Lowe's current CEO, Marvin Ellison, spent time in leadership roles at Home Depot before coming to his current company. So, he's bringing prior experience to his current role. This particularly relates to the professional business -- selling tools and supplies to general contractors, plumbers, and electricians. Lowe's only generates about 25% of its revenue from this valuable customer group, compared to Home Depot's 50%, meaning there's a sizable growth opportunity here. 

In February of last year, Lowe's launched a new initiative called Lowe's MVPs Pro Rewards, in response to its survey findings that 90% of professionals value a loyalty program. Pros will get discounts, attractive financing, exclusive offers, and operational support, which will help Lowe's drive stickiness and increase switching costs for these customers. 

This customer cohort is incredibly valuable since they tend to spend more per visit than do-it-yourselfers (DIYers) since they are shopping for bigger projects more frequently. The result can be better sales per store and improved profitability. Lowe's return on invested capital jumped from 15.8% to 35.3% between fiscal 2016 and fiscal 2021, gains that can at least be partly attributed to a greater focus on Pros. 

Another bull argument for Lowe's centers on the current macroeconomic environment. The first thought with higher mortgage rates and cooling housing prices might be that Lowe's is doomed. But this is far from the truth. Management still sees healthy demand. And executives expect revenue to be up by 1.3% (at the midpoint) for the current fiscal year. That's a respectable gain given the current environment. 

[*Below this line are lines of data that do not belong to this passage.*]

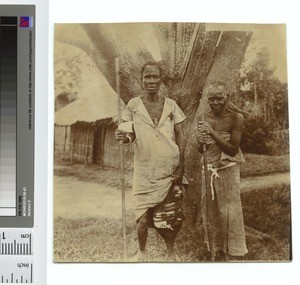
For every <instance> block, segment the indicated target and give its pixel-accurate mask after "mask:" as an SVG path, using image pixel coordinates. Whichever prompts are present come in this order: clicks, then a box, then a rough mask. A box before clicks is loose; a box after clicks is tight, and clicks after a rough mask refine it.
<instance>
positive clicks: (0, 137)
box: [0, 17, 18, 216]
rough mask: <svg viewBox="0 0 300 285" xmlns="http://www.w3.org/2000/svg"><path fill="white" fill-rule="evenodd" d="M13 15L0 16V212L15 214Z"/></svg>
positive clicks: (16, 27)
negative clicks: (12, 16)
mask: <svg viewBox="0 0 300 285" xmlns="http://www.w3.org/2000/svg"><path fill="white" fill-rule="evenodd" d="M17 20H18V19H17V17H0V96H1V97H0V152H1V160H0V216H16V212H17V211H16V206H17V201H16V169H17V149H16V138H17V36H18V35H17V32H18V30H17V28H18V27H17Z"/></svg>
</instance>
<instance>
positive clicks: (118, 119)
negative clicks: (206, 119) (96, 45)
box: [115, 58, 127, 261]
mask: <svg viewBox="0 0 300 285" xmlns="http://www.w3.org/2000/svg"><path fill="white" fill-rule="evenodd" d="M115 74H116V91H117V94H118V124H119V125H120V124H121V93H120V61H119V58H115ZM119 151H120V170H121V171H120V184H121V200H122V229H123V260H124V261H126V260H127V238H126V208H125V178H124V151H123V141H122V140H119Z"/></svg>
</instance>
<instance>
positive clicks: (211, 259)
mask: <svg viewBox="0 0 300 285" xmlns="http://www.w3.org/2000/svg"><path fill="white" fill-rule="evenodd" d="M200 104H201V109H202V115H201V120H202V121H204V105H203V100H202V97H201V99H200ZM202 153H203V167H204V180H205V181H204V182H205V192H206V193H205V205H206V230H207V238H208V247H209V250H210V253H211V260H212V261H214V259H215V256H214V253H213V252H212V238H211V231H210V212H211V200H212V195H211V186H210V177H209V173H208V167H207V153H206V144H202Z"/></svg>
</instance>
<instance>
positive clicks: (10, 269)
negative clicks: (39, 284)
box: [0, 229, 33, 283]
mask: <svg viewBox="0 0 300 285" xmlns="http://www.w3.org/2000/svg"><path fill="white" fill-rule="evenodd" d="M32 282H33V256H32V230H31V229H8V230H2V231H0V283H32Z"/></svg>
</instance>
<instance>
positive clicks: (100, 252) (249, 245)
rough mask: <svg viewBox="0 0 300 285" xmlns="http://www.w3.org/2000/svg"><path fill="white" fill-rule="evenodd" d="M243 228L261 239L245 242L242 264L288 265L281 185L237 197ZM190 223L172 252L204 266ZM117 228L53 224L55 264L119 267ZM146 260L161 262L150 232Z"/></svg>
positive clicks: (127, 226) (97, 217)
mask: <svg viewBox="0 0 300 285" xmlns="http://www.w3.org/2000/svg"><path fill="white" fill-rule="evenodd" d="M242 201H243V208H244V219H245V224H246V225H247V226H248V227H251V228H253V229H255V230H257V231H260V232H262V233H264V235H262V237H261V236H260V235H257V236H253V235H252V236H247V246H248V250H249V253H248V254H246V255H245V257H244V258H243V260H244V261H288V260H290V191H289V187H288V186H286V185H282V186H278V187H277V188H276V189H274V188H273V189H269V188H266V189H263V190H260V191H259V192H257V191H251V192H247V193H244V194H242ZM126 220H127V228H126V232H127V251H128V258H130V257H132V256H134V254H135V253H136V251H137V246H138V241H137V236H136V231H135V222H134V216H133V212H129V213H127V217H126ZM191 220H192V219H191V218H189V217H187V219H186V220H185V221H184V224H183V228H182V229H181V231H180V233H179V235H178V237H177V239H176V246H175V250H176V253H177V254H178V256H179V257H180V260H181V262H203V261H205V260H206V258H207V252H206V250H205V247H204V245H203V243H202V240H203V231H202V230H201V227H200V228H198V229H196V228H195V226H194V225H193V224H192V223H191ZM121 227H122V223H121V220H114V219H108V218H102V217H93V218H82V219H64V218H57V219H56V220H55V221H54V259H55V261H56V262H121V261H122V244H123V241H122V229H121ZM147 252H148V259H149V260H150V261H152V262H161V261H163V260H164V257H165V245H164V242H163V241H162V239H161V238H160V237H159V236H158V235H157V234H156V232H155V230H154V229H150V231H149V237H148V244H147Z"/></svg>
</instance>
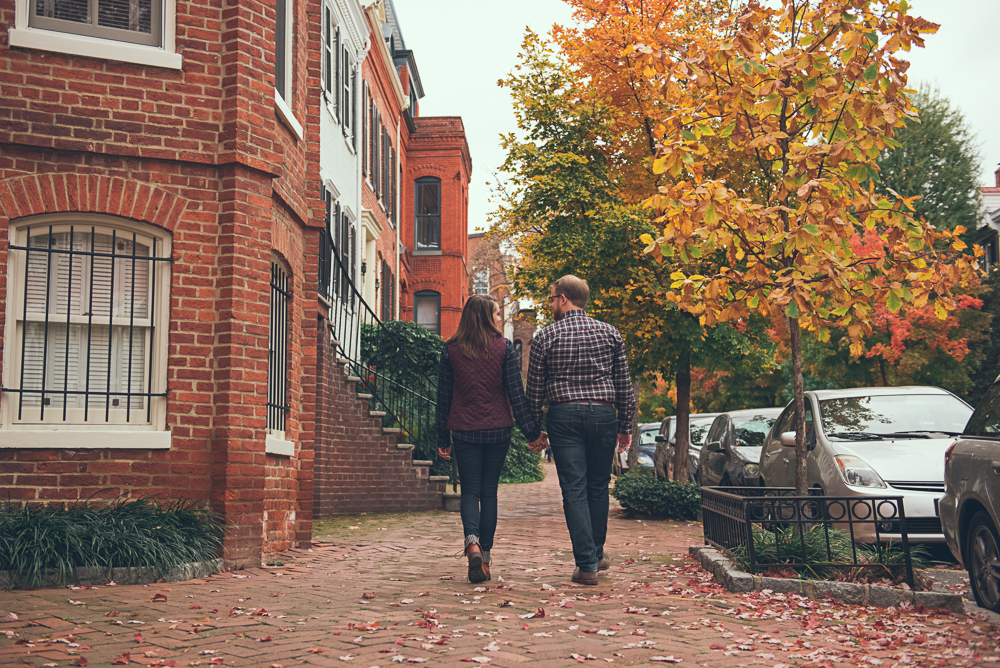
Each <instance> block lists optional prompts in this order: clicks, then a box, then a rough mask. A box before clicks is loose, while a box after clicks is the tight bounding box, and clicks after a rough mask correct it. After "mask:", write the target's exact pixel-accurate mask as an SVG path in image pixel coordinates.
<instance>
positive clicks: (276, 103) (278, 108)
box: [274, 88, 305, 140]
mask: <svg viewBox="0 0 1000 668" xmlns="http://www.w3.org/2000/svg"><path fill="white" fill-rule="evenodd" d="M274 108H275V110H277V112H278V118H280V119H281V120H282V121H284V122H285V125H287V126H288V127H289V129H291V131H292V132H294V133H295V136H296V137H298V138H299V139H300V140H301V139H303V138H304V137H305V134H304V132H303V130H302V124H301V123H299V121H298V119H296V118H295V114H294V113H292V108H291V107H289V106H288V103H287V102H285V100H284V99H283V98H282V97H281V93H279V92H278V89H277V88H275V89H274Z"/></svg>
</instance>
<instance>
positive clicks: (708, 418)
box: [688, 417, 715, 447]
mask: <svg viewBox="0 0 1000 668" xmlns="http://www.w3.org/2000/svg"><path fill="white" fill-rule="evenodd" d="M714 421H715V418H696V417H692V418H691V422H690V423H689V427H690V428H689V429H688V433H689V434H690V439H689V440H690V443H691V445H697V446H698V447H701V446H702V445H704V444H705V436H707V435H708V430H709V428H710V427H711V426H712V422H714Z"/></svg>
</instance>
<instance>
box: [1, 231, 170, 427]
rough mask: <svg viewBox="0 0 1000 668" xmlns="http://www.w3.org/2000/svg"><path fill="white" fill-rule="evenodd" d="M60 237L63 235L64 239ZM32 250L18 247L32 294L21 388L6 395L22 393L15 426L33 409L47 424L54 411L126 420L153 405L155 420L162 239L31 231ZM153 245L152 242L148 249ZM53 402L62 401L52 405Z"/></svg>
mask: <svg viewBox="0 0 1000 668" xmlns="http://www.w3.org/2000/svg"><path fill="white" fill-rule="evenodd" d="M57 230H58V231H57ZM26 232H27V239H28V244H27V245H26V246H20V245H15V244H11V245H10V247H9V248H10V250H12V251H21V252H23V253H24V274H23V280H24V290H23V294H22V297H23V302H24V303H23V306H22V309H21V314H20V319H19V320H18V321H17V325H18V327H20V335H21V336H20V339H21V346H20V363H19V367H20V377H19V384H20V387H4V388H3V390H4V392H10V393H14V394H17V395H18V408H17V420H18V421H22V420H25V421H34V420H26V419H25V409H29V410H30V411H32V413H34V410H35V408H37V415H38V418H37V420H38V421H40V422H44V421H45V414H46V408H48V409H49V412H50V420H51V411H52V410H53V408H58V407H59V406H60V405H61V408H62V420H63V422H67V421H69V420H68V418H70V416H71V414H70V413H69V411H70V410H73V411H74V414H75V413H76V411H77V410H79V409H82V411H83V413H82V420H83V422H89V421H91V409H92V408H100V406H101V405H103V407H104V421H105V422H111V421H112V419H111V418H112V414H111V413H112V410H115V411H116V412H119V411H121V408H122V405H121V402H122V398H124V402H125V405H124V419H125V422H131V421H132V420H133V413H135V412H140V411H141V410H142V408H143V407H145V409H146V410H145V412H146V421H147V422H149V421H150V420H151V419H152V413H151V411H152V401H151V400H152V398H153V397H166V396H167V392H153V391H152V387H153V366H154V361H155V360H154V357H153V355H154V352H153V351H154V348H155V345H154V341H155V339H154V334H155V313H156V280H157V274H158V273H159V272H158V271H157V270H156V267H157V266H158V265H157V263H160V262H171V258H170V257H159V256H157V251H158V250H159V249H158V247H157V244H158V240H157V239H156V238H155V237H151V238H150V237H145V236H140V235H139V234H137V233H135V232H133V233H131V235H129V234H124V235H119V233H118V231H117V230H111V231H110V234H108V233H107V230H105V229H103V228H98V227H96V226H91V227H90V228H89V231H87V230H86V228H84V231H78V228H76V227H75V226H70V227H69V230H68V232H67V231H65V228H64V227H63V226H59V227H58V228H57V227H56V226H53V225H48V226H44V227H30V226H29V227H27V228H26ZM146 242H149V243H148V244H147V243H146ZM53 402H56V403H55V404H53Z"/></svg>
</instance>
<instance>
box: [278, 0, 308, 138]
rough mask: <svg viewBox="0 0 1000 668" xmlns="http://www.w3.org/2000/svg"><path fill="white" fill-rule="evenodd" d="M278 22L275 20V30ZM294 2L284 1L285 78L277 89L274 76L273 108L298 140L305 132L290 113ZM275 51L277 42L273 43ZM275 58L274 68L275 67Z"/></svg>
mask: <svg viewBox="0 0 1000 668" xmlns="http://www.w3.org/2000/svg"><path fill="white" fill-rule="evenodd" d="M275 18H276V19H277V17H275ZM277 26H278V22H277V20H275V30H277ZM294 28H295V0H285V31H284V32H285V59H284V61H285V77H284V86H282V88H284V90H279V89H278V73H277V72H275V74H274V107H275V110H276V111H277V112H278V117H279V118H280V119H281V120H282V121H284V123H285V125H287V126H288V128H289V129H290V130H291V131H292V132H294V133H295V136H296V137H298V138H299V139H300V140H301V139H303V138H304V137H305V130H304V129H303V127H302V124H301V123H299V120H298V119H297V118H295V113H294V112H293V111H292V91H293V90H294V87H295V86H294V79H295V40H294V35H295V30H294ZM275 49H277V41H275ZM277 66H278V64H277V58H275V67H277Z"/></svg>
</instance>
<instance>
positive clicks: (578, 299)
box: [552, 274, 590, 308]
mask: <svg viewBox="0 0 1000 668" xmlns="http://www.w3.org/2000/svg"><path fill="white" fill-rule="evenodd" d="M552 290H553V294H557V295H566V299H568V300H569V302H570V303H571V304H572V305H573V306H577V307H579V308H587V300H588V299H590V286H589V285H587V281H585V280H583V279H582V278H579V277H578V276H574V275H573V274H566V275H565V276H563V277H562V278H558V279H556V281H555V283H553V284H552Z"/></svg>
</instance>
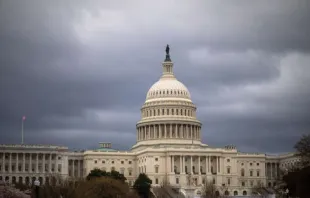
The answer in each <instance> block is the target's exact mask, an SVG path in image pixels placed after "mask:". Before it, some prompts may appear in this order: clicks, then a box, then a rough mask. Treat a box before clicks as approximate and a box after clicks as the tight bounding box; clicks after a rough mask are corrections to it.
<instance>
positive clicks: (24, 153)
mask: <svg viewBox="0 0 310 198" xmlns="http://www.w3.org/2000/svg"><path fill="white" fill-rule="evenodd" d="M22 171H23V172H25V171H26V153H23V167H22Z"/></svg>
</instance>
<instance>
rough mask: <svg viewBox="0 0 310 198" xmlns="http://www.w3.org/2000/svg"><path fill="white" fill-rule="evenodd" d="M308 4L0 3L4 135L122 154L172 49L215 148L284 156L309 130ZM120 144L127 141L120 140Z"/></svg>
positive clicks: (243, 1) (282, 2)
mask: <svg viewBox="0 0 310 198" xmlns="http://www.w3.org/2000/svg"><path fill="white" fill-rule="evenodd" d="M308 8H309V2H308V1H257V2H253V1H251V2H249V1H234V2H227V1H196V2H195V3H193V2H188V1H172V0H171V1H156V2H153V3H151V2H147V3H146V2H145V1H131V3H128V2H127V1H124V2H122V3H120V2H119V3H116V2H114V3H111V2H109V3H108V2H104V1H87V2H84V1H80V2H78V1H66V2H65V3H64V2H63V1H27V2H21V1H1V2H0V44H1V45H0V52H1V53H0V66H1V72H0V96H1V97H0V120H1V125H0V133H1V142H2V143H18V142H19V139H20V122H21V116H22V115H26V116H27V120H26V123H25V133H26V140H27V141H26V142H32V143H44V144H64V145H68V146H70V147H71V148H91V147H95V146H96V144H97V142H98V141H99V140H102V141H112V142H113V145H115V147H118V148H122V149H128V148H129V147H130V146H131V145H132V144H133V143H134V142H135V131H136V130H135V123H136V121H138V120H139V118H140V111H139V109H140V108H141V105H142V104H143V102H144V100H145V95H146V92H147V90H148V88H149V87H150V86H151V85H152V83H154V82H155V81H156V80H157V79H158V78H159V76H160V73H161V65H160V63H161V61H163V58H164V46H165V45H166V44H167V43H170V44H171V49H172V50H171V54H172V59H173V61H174V62H175V73H176V75H177V77H178V79H179V80H181V81H182V82H184V84H185V85H187V86H188V88H189V90H190V92H191V95H192V98H193V101H194V103H196V105H197V106H198V116H199V119H200V120H201V121H202V123H203V133H204V135H203V140H204V142H205V143H207V144H210V146H223V145H225V144H236V145H237V146H238V148H240V149H241V150H245V151H255V152H256V151H269V152H283V151H289V150H291V147H292V145H293V144H294V142H295V141H296V140H297V139H298V138H299V136H300V134H302V133H306V132H307V131H309V128H310V126H309V124H308V123H309V119H308V118H309V116H310V115H309V113H308V112H307V111H306V108H305V107H306V106H309V105H310V101H309V98H310V94H309V91H308V89H307V88H306V84H307V83H310V80H309V77H308V76H307V75H306V74H307V72H308V73H309V72H310V71H309V68H308V65H309V62H310V61H309V49H310V41H309V37H308V35H310V28H309V25H308V23H309V20H310V14H309V12H308ZM120 137H123V138H122V139H121V140H120Z"/></svg>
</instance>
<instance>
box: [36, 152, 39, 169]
mask: <svg viewBox="0 0 310 198" xmlns="http://www.w3.org/2000/svg"><path fill="white" fill-rule="evenodd" d="M36 172H37V173H38V172H39V153H37V157H36Z"/></svg>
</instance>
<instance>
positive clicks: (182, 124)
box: [137, 124, 201, 141]
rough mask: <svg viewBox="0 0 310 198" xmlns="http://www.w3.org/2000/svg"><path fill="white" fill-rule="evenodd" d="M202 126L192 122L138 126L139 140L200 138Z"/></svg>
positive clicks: (139, 140)
mask: <svg viewBox="0 0 310 198" xmlns="http://www.w3.org/2000/svg"><path fill="white" fill-rule="evenodd" d="M200 136H201V127H200V126H199V125H192V124H151V125H143V126H138V127H137V140H138V141H142V140H151V139H167V138H173V139H176V138H182V139H193V140H200Z"/></svg>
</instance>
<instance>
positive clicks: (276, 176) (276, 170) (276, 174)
mask: <svg viewBox="0 0 310 198" xmlns="http://www.w3.org/2000/svg"><path fill="white" fill-rule="evenodd" d="M275 169H276V172H275V173H276V179H277V178H278V163H275Z"/></svg>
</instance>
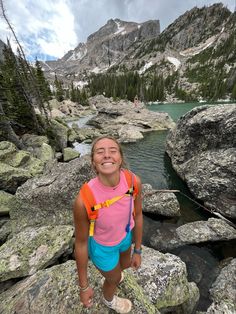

Plus, Lowe's should have no problem weathering a prolonged economic downturn, thanks to its healthy free cash flow. 

What the bears think 

As I mentioned above, Lowe's certainly has a sizable opportunity to attract more professional customers. The other side of this equation is that it generates the bulk of its revenue -- roughly 75% -- from DIY customers, usually individuals who want the right products and guidance to complete smaller renovation projects around the house. 

During the depths of the pandemic, when consumers were flush with cash and spending more time at home, DIY demand soared. However, in a recessionary scenario, these customers are more impacted. That's because those homeowners who can hire Pros generally have higher household incomes, thus insulating them from weaker economic conditions. If a severe recession were to happen in 2023, revenue would likely decline. This is what happened for two straight fiscal years during the Great Recession. 

Plus, getting most of its revenue from DIY customers has held it back from catching up to Home Depot's financial success. For example, over the past five years, Lowe's average quarterly operating margin of 9.3% was substantially lower than Home Depot's 14.6%. This makes a massive difference when you consider how much revenue these retailers bring in. 

Bears could also point to Lowe's valuation, which currently stands at a price-to-earnings (P/E) ratio of 20.7. This multiple is lower than the five-year trailing average, but it is higher than Home Depot's P/E of 19.9 (as of this writing). At first glance, this might not seem like a big deal. But when you consider the fact that Home Depot has historically increased revenue at a faster clip while possessing better profitability metrics, the more expensive valuation for Lowe's seems undeserved. 

Shareholders can now better weigh the positive and negative characteristics with this stock.